Assuming that the packet exchange should be very similar to the clear text
case, I'm guessing there is the same three-way handshake, then my
intentionally slow 'GET' followed by a one second pause for the second
Enter to complete the HTTP request. After that the server should be
sending the reply, but there is only one packet and no output at the
client end, followed by my 20 second wait, and then the connection closes.

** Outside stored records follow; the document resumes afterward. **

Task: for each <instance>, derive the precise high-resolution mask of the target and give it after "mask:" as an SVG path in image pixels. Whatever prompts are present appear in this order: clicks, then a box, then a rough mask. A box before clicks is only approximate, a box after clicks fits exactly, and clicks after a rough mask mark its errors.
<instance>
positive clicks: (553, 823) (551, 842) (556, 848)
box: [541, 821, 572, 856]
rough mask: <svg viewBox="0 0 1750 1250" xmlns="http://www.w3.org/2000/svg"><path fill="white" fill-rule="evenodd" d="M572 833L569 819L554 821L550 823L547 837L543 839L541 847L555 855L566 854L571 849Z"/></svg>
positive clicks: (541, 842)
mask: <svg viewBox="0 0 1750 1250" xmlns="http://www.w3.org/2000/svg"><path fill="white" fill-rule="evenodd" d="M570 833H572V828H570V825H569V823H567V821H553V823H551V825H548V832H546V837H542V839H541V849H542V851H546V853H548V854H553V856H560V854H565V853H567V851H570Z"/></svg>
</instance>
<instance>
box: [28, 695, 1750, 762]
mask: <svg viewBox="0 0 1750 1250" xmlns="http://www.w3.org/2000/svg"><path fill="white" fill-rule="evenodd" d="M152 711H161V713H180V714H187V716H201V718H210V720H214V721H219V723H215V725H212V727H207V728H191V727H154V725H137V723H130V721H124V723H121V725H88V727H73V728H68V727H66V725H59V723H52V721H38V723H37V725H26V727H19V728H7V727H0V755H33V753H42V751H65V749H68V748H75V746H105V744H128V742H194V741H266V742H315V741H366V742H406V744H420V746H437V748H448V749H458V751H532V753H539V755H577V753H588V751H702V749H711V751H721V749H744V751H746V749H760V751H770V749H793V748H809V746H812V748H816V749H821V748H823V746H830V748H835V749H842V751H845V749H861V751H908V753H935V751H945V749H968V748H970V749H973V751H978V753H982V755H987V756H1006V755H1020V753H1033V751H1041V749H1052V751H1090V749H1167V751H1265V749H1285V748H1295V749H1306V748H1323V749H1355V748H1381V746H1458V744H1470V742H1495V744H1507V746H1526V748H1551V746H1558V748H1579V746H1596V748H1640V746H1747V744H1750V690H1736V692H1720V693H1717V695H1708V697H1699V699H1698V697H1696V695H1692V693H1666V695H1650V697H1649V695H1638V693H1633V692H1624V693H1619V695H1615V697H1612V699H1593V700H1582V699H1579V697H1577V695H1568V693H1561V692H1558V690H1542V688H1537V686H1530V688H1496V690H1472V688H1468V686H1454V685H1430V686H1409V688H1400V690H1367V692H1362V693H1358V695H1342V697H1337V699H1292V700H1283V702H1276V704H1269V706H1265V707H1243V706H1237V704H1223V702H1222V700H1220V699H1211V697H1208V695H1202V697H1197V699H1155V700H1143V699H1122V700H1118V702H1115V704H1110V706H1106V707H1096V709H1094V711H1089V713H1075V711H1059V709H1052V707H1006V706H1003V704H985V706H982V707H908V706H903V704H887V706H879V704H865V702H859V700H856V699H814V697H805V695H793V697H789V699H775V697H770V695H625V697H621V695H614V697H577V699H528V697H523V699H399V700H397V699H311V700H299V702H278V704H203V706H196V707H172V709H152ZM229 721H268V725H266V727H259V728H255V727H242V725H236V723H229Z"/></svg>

I've verified that both 10.1.1.1 and 10.2.2.2 give the "same" output when
running tcpdump during a failed telnet session. I have no idea why
the server skips several packets (in this case 0x3, 0x5 and 0x6).
That certainly would explain why the client doesn't get a proper reply for
the http request.

Running ping from client to server with the policy enabled looks ok:
120 packets transmitted, 120 packets received, 0.0% packet loss
round-trip min/avg/max/stddev = 9.511/17.585/20.115/2.529 ms


This is what the ep0 interface looks like on server (modified MAC,inet,inet6):
-------------------------------------------------------------------
ep0: flags=8963<UP,BROADCAST,NOTRAILERS,RUNNING,PROMISC,SIMPLEX,MULTICAST> mtu 1500
        address: 00:00:00:00:00:00
        media: Ethernet 10baseT
        inet 10.2.2.2 netmask 0xfffffff8 broadcast 10.2.2.7
        inet alias 10.2.2.3 netmask 0xfffffff8 broadcast 10.2.2.7
        inet alias 10.2.2.4 netmask 0xfffffff8 broadcast 10.2.2.7
        inet6 fe80::200:00ff:fe00:0000%ep0 prefixlen 64 scopeid 0x2
-------------------------------------------------------------------

Anything else that might be useful to check? I don't (yet) have
DEBUG/DIAGNOSTIC options in the kernel(s).


Sincerely,
	Arto Selonen

#######======------  http://www.selonen.org/arto/  --------========########
Everstinkuja 5 B 35                               Don't mind doing it.
FIN-02600 Espoo        arto@selonen.org         Don't mind not doing it.
Finland              tel +358 50 560 4826     Don't know anything about it.